1.7 GDPR Erasure Incomplete

  • Mitigation: Saga participation mandatory; replay test in CI; compliance review quarterly.

1.8 Partition Detach During Query

  • Mitigation: Detach scheduled during off-peak; query replays against older data go to cold tier.

1.9 xAPI Signed Statement — Signature Fails

  • Mitigation: Rejected with validation.statement.signature_invalid. Sender retries after fixing.

1.10 Clock Skew on Ingest (Statement from Future)

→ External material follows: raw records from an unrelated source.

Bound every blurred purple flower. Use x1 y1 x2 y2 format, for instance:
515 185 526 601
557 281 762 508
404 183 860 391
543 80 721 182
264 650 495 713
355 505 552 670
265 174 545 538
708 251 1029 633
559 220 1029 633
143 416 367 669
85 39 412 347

  • Mitigation: timestamp accepted; stored is server-time. Alert if timestamp > stored + 5min.

2. Retry / Backoff

OpMaxBackoffBudget
Postgres write310ms, 50ms, 200ms300ms
NATS publish (outbox)infiniteexp cap 5 min
Projection retry5exp cap 30s5 min

3. Circuit Breakers

TargetTripReset
Postgres primary10 fail / 30s60s
NATS10 fail / 30s60s

4. Fallbacks

PrimaryFallback
Postgres primaryReplica (read-only mode)
NATS publishOutbox retains; alert ops
Real-time projectionBatch replay from log

5. Chaos

  • Partition Postgres from NATS for 2 min → verify outbox drains on reconnect.
  • Corrupt a partition (remove a row) → verify Merkle detects.
  • Kill projector mid-batch → verify resumes from cursor.
  • Ingest 100k/sec burst → verify backpressure + scale-out.